A floating worm seems to be a technique that falls to the wayside a lot in the mainstream fishing scene. It was a big player years ago and still comes up from time to time around the spawn, but that’s typically all you’ll hear about it. And most people either cast or skip it in open water using a spinning rod. Truth be told, a floating worm works really well in super-shallow vegetation like this as well and I personally prefer a baitcaster for it in this scenario.
My dad didn’t raise me on a spinning combo. I graduated straight from a Zebco to a baitcaster when I was about 6 because that was all there was to pick up. Dad’s always been a diehard power fishing guy and I don’t believe I ever even used a spinning rod to bass fish until I was in college. But the interesting dynamic there is that my dad loves a floating worm, one of the more finesse techniques with which you can target a bass.
So I started out throwing a floating worm on a baitcaster and still do. I like a 7-foot Fitzgerald Vursa paired with a 7.5:1 Lew’s LFS and 30-pound straight Sufix 832 Advanced braided line. My dad uses a similar setup and we basically power fish a floating worm. Once you get off into fairly thick vegetation, this setup gives you a leg up on what a spinning combo can do. The fish pay little attention to the braid amidst the strands of grass and we’ll actually mark our line with a green Sharpie as it fades over time to keep up the charade.

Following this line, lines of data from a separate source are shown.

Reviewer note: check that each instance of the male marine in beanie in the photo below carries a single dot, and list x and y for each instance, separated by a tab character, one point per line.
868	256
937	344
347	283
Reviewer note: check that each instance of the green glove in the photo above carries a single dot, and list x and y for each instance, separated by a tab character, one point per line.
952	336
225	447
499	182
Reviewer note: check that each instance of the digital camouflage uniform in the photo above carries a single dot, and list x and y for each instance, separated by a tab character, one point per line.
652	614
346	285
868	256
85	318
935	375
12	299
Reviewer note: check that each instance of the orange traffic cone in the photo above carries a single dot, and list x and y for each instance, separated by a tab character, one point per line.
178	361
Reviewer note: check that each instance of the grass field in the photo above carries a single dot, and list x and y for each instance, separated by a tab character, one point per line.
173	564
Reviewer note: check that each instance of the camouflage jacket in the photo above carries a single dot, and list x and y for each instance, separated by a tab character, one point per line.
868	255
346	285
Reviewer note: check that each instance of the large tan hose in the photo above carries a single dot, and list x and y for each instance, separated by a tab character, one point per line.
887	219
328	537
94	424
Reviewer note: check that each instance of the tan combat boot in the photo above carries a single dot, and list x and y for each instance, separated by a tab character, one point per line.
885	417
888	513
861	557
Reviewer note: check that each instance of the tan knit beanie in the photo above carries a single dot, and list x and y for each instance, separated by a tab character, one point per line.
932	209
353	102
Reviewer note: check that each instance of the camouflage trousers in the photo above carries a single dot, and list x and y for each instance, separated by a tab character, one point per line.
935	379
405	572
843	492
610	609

Fish will often give themselves away when you’re fishing this shallow. You’ll see a little wake or a fish will do a 180 under the water and a little wave will ripple out. A floating worm is probably the best bait to throw in that situation. Those fish are usually on edge, especially around the spawn and a floating worm is subtle enough to cast in the fish’s vicinity, work up to where you saw it move and be right in the fish’s face before it realizes the bait is in its world. That’s when instinct takes over and the fish typically inhales the bait.